Dunn finds many excuses for her take on these issues. In a 2019 CTC meeting, for example, she blamed public demand: “Balancing climate goals versus the public expectation that they can get where they want to get to with the freedom they demand will be far harder than any of us can imagine.”

When pushed, Dunn has been defensive about the commission's role, and has deflected the conversation away to other topics.

She has also made fun of some of the Air Resources Board's admittedly ineffective strategies, and blamed them for the problems her actions contributed to. "If [the Sustainable Communities Strategy] were as effective as I think it should have been," she told a joint meeting of the Air Resources Board and the CTC in 2019, "we wouldn’t be in a 3.5 million home deficit, and the transportation issues that we still struggle with would be showing far better improvement,” she said.

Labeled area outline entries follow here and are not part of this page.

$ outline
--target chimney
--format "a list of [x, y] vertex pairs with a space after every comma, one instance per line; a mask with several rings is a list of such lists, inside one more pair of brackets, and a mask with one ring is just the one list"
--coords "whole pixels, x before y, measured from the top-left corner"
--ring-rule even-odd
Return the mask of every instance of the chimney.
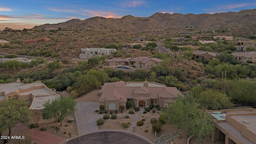
[[146, 80], [143, 82], [143, 86], [148, 86], [148, 82]]

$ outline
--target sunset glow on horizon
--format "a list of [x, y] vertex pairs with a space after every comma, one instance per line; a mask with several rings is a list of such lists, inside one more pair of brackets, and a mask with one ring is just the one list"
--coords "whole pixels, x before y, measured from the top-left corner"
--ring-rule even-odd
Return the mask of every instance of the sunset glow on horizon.
[[84, 20], [94, 16], [120, 18], [128, 15], [147, 17], [156, 12], [163, 13], [214, 14], [254, 9], [252, 0], [206, 1], [160, 0], [71, 1], [45, 0], [14, 0], [1, 2], [0, 30], [31, 28], [45, 24], [56, 24], [72, 19]]

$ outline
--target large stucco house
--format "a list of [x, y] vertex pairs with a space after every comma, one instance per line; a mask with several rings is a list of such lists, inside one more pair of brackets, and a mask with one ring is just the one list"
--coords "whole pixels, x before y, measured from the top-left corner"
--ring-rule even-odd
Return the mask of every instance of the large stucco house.
[[90, 58], [96, 56], [110, 56], [116, 51], [115, 48], [86, 48], [81, 49], [79, 58]]
[[155, 58], [148, 58], [146, 57], [128, 58], [125, 59], [113, 58], [107, 62], [107, 65], [109, 66], [126, 66], [136, 68], [141, 68], [149, 69], [154, 66], [160, 65], [162, 60]]
[[148, 107], [158, 105], [162, 108], [167, 107], [171, 102], [176, 101], [178, 95], [182, 95], [175, 87], [154, 82], [106, 82], [98, 94], [100, 105], [107, 110], [119, 110], [120, 106], [126, 106], [130, 101], [138, 107]]
[[42, 124], [52, 120], [44, 120], [42, 115], [42, 104], [45, 100], [58, 98], [60, 95], [40, 82], [23, 84], [17, 80], [16, 82], [0, 84], [0, 102], [5, 99], [18, 98], [26, 100], [31, 110], [31, 124]]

And out of the other side of her mouth, at that same meeting, she again insisted that the only way California was going to solve its housing crisis was to continue building sprawl.

In 2018, she told the Air Resources Board that their work on transportation emissions was basically fantasy. She told them they should instead focus on the "real world” — “particularly when we talk about reducing VMT.”

In the Daily News post, she writes that "there are no real alternatives to that road or freeway" - um, hello, because she and her colleagues only invested in them? Then she proceeds to rip transit potential to shreds, claims it's not possible to "shop at Costco on a bike or pick up the kids from school on a train" (lots of people do these very things day in and day out, Ms. Dunn), and insists that only cars can provide flexibility and access to jobs and affordable housing. It's the windshield perspective in a nutshell, and it's a horrifying take from someone who has participated in statewide transportation investment decisions. Luckily Dunn's term on the CTC ended a year ago, but the damage has been done.

Let's skip to the end. Dunn finishes her op-ed with this nasty twist:

"We must align climate change goals with housing and transportation goals to achieve a cleaner, more equitable environment and robust economy. But this VMT reduction strategy is ridiculous and counter-productive to making life better for all Californians and their environment."

It's good to know she's happy to celebrate Earth Day with the rest of us! But since she's clearly not only unwilling to actually do anything that might, you know, contribute to saving the planet, and instead is actively working - with op-eds like this - to undermine the work that is being done, maybe she shouldn't be invited to that party.

Creating climate policy is an uphill struggle against naysayers like Dunn.

I don't know what your real world looks like, but mine doesn't include people like Lucy Dunn having an influence on decisions about state transportation investments.